The rejected hypothesis of using soil maps to estimate SOC storage may result from the fact that urban soils are often constructed. Especially in greenspaces that were used as playgrounds, it was clearly visible that the upper 20 cm consisted of allochthonous soil with a different texture and colour. Over time, mixing may occur due to the burrowing activity of soil fauna, especially by soil invertebrates, such as earthworms, which was observed at some of the older sites. However, at some of the younger or recently redecorated greenspaces, the external top layer did not visibly mix yet, which implied minimal influence of the original substrate. These findings have implications for soil C modelling as the extrapolation of soil maps over urban areas may not be the most appropriate approach to estimate soil C stocks. It also has significance for soil C stock estimations as the buried horizon, i.e. the former topsoil, or peaty subsoils in the case of the ‘Meerveen’ soils may contain significant amounts of C. Additionally, where peaty soils were expected, the applied sampling method could not confirm whether this was the case. ‘Meerveen’ soils consist of mineral topsoil on top of a nutrient-rich peat layer (~ 60 cm deep). As only the upper 30 cm of soil was sampled, the soil type could not be confirmed. Plausibly, the SOC concentration in the upper 30 cm of the mineral layer of ‘Meerveen’ soil did not accurately reflect the C concentrations of the entire soil profile.

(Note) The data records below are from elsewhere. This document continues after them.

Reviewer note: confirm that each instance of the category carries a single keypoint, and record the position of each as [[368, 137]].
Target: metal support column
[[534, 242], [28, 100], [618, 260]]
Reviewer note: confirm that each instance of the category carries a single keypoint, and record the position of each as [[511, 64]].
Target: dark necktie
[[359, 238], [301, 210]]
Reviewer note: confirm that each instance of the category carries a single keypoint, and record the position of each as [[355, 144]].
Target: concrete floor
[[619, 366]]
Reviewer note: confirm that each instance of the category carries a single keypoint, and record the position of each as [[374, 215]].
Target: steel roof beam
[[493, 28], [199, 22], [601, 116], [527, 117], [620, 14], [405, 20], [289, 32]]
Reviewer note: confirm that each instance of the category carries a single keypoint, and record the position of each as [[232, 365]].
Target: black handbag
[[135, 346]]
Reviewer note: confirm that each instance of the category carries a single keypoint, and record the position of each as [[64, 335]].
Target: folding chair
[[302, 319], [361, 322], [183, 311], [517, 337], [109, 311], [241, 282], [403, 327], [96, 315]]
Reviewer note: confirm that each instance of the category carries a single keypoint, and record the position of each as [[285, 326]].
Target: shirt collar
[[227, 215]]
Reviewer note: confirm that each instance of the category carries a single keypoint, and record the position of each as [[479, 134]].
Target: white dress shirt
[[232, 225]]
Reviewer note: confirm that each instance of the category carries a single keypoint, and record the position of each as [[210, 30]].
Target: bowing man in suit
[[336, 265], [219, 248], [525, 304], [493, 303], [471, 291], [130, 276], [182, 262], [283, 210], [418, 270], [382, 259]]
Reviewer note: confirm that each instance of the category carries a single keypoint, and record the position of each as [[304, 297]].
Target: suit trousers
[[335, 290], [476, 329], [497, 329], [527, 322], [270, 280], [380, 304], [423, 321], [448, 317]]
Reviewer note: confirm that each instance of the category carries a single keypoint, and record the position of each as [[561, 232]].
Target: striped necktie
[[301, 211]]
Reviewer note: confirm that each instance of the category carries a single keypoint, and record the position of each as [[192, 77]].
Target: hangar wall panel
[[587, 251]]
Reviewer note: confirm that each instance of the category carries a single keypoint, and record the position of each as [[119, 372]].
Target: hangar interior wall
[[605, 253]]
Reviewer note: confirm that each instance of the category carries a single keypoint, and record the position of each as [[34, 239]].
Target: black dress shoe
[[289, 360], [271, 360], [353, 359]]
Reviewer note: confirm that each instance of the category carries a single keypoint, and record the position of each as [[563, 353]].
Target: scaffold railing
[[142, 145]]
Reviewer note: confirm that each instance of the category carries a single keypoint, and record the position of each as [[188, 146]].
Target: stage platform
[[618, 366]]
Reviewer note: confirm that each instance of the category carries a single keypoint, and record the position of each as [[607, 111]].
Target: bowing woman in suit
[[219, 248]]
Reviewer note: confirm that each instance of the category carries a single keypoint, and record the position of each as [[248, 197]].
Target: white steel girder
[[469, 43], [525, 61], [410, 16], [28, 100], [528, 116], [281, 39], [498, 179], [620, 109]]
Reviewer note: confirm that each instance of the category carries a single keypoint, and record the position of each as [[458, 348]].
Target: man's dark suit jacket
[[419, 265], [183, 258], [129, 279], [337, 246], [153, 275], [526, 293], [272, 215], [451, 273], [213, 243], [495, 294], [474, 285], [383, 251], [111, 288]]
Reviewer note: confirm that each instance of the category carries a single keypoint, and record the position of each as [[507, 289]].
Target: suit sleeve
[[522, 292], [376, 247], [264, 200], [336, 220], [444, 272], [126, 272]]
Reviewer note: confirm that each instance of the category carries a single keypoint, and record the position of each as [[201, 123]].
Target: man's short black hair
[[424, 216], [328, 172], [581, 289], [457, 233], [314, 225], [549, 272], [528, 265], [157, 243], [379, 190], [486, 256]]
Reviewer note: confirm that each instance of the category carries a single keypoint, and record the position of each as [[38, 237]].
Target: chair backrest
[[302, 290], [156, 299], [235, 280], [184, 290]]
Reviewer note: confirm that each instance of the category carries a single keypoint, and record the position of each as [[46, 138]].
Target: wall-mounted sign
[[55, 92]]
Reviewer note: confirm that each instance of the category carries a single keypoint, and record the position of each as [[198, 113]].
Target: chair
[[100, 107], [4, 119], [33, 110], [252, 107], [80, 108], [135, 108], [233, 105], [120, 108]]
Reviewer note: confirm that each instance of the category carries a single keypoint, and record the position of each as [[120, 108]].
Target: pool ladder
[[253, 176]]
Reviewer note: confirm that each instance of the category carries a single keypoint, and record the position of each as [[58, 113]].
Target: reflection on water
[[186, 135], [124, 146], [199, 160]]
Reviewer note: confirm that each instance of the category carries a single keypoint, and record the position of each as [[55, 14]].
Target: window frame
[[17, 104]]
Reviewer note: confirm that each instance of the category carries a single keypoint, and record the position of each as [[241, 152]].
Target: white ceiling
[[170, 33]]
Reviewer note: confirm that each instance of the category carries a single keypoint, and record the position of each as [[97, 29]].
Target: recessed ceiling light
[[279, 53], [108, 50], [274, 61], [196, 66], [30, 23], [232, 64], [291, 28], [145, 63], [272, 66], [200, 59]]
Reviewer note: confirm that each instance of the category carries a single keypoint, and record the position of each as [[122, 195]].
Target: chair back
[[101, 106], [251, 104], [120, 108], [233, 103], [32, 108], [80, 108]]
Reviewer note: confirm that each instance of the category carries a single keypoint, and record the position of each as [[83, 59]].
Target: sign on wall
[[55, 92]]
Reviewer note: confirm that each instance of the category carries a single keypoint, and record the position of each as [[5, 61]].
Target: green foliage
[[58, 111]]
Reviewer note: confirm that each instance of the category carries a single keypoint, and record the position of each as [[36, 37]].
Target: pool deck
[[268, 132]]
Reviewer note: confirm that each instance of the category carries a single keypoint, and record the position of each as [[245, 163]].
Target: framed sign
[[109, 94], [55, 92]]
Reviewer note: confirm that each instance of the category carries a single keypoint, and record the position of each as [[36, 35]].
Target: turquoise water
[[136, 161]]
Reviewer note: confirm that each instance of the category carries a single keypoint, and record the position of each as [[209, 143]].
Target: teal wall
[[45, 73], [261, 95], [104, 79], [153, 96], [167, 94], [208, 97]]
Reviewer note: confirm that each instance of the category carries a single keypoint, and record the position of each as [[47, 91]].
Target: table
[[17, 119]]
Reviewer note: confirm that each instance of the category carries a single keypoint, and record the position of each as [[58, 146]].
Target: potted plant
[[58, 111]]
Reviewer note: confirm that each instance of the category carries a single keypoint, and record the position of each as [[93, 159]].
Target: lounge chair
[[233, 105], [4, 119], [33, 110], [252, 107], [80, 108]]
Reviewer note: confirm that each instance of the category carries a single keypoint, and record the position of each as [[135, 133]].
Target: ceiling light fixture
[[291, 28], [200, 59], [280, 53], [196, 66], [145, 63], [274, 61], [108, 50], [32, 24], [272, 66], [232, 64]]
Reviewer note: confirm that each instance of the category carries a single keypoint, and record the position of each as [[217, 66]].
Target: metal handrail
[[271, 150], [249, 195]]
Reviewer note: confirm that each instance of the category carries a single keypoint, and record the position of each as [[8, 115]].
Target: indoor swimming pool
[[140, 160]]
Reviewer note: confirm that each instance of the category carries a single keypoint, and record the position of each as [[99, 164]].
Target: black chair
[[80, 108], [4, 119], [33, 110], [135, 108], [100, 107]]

Considering land ownership, this study detected higher soil total C densities in the soils of publicly owned greenspaces than in those of privately owned greenspaces. However, when looking at SOC only, land ownership did not result in significantly different SOC densities (Fig. 3C). SIC densities on the other hand were significantly higher in publicly owned greenspaces than privately owned greenspaces, which is likely due to their closer location to roads, and thus higher susceptibility to dust inputs. Moreover, topsoil mineralization rates were higher in privately owned greenspaces than in publicly owned greenspaces which may explain the observed differences in C stocks and may reflect the different greenspace management practices of the landowners.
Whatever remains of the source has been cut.